An introduction into the tidyverse
Tidyverse is a collection of data science tools to tidy and visualize data and is a collection of the following R libraries:
- ggplot2, for data visualisation.
- dplyr, for data manipulation.
- tidyr, for data tidying.
- readr, for data import.
- purrr, for functional programming.
- tibble, for tibbles, a modern re-imagining of data frames.
- stringr, for strings.
- forcats, for factors.
The basic workflow in tidying and visualizing data usually looks as follows:
In this tutorial we will learn about the Tidyverse by exploring the palmerpenguins dataset, a data set containing measurements of different species of penguins.
Whenever we ask a question the solution/the code will be hidden.
You can show the code by pressing on <Click me to see an answer>.
Some background information
Shortcuts and other helpful tips
Shortcuts allow you to use certain key combinations to insert pipes, cell blocks and other useful things without having to type everything and allows to speed up things.
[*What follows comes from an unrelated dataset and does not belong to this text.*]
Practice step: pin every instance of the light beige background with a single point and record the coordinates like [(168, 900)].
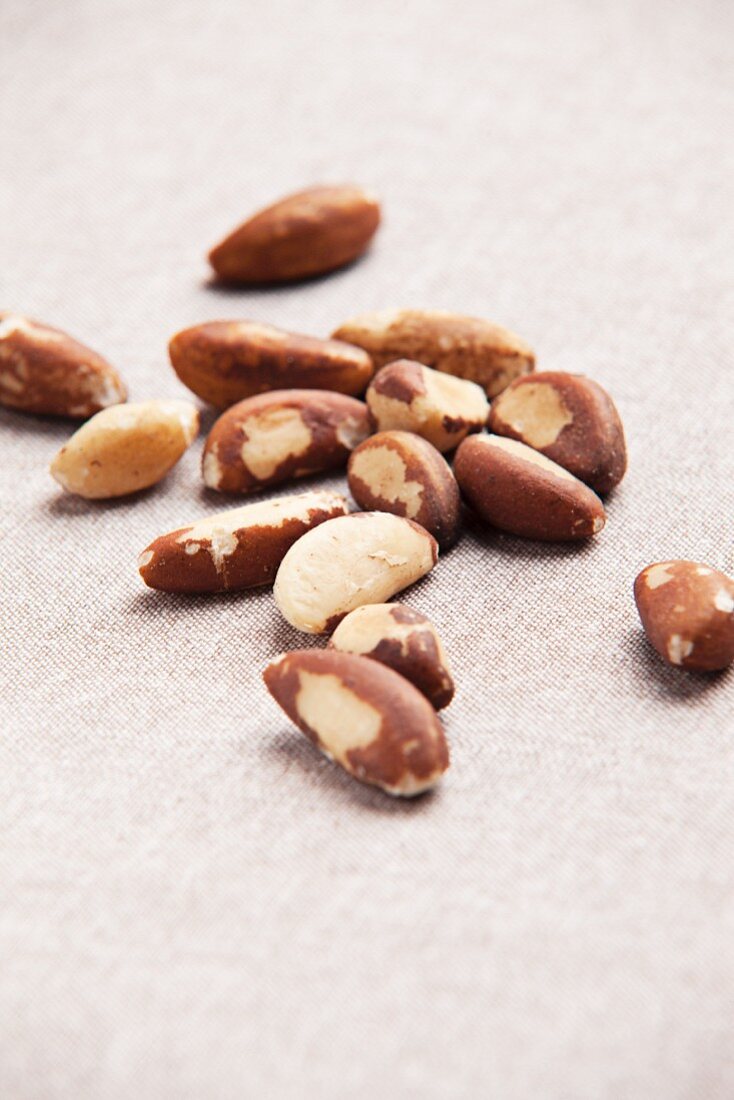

- Ctrl/Cmd + Shift + M is used to insert a pipe.
- Ctrl/Cmd + Alt + I is used to insert a new code cell block.
- Pressing
Tabwhile writing code auto-completes text. Try this by tying?filtand pressingTab, you can see all options coming up and you can select the one you want by using the arrow symbols and pressing enter
A word about Pipes
As we will see in a second the tidyverse consists of a list of verbs we can use to transform data. Each individual verb (i.e. filter, select, mutate) is quite simple and solving more complex problems requires combining multiple verbs. We can do this by using pipes that combine different verbs (|> or its older version %>%). Using pipes results in much shorter code compared to using nested code or storing the output of each step in a different variable. There is some differences between the two, but for now you can use them interchangeably.
If in R you want to use the newer version by default go to Tools –> Global options –> Code –> Use native pipe operator.
Now, having this out of the way, lets get started with loading our data and learning about some useful verbs in the tidyverse.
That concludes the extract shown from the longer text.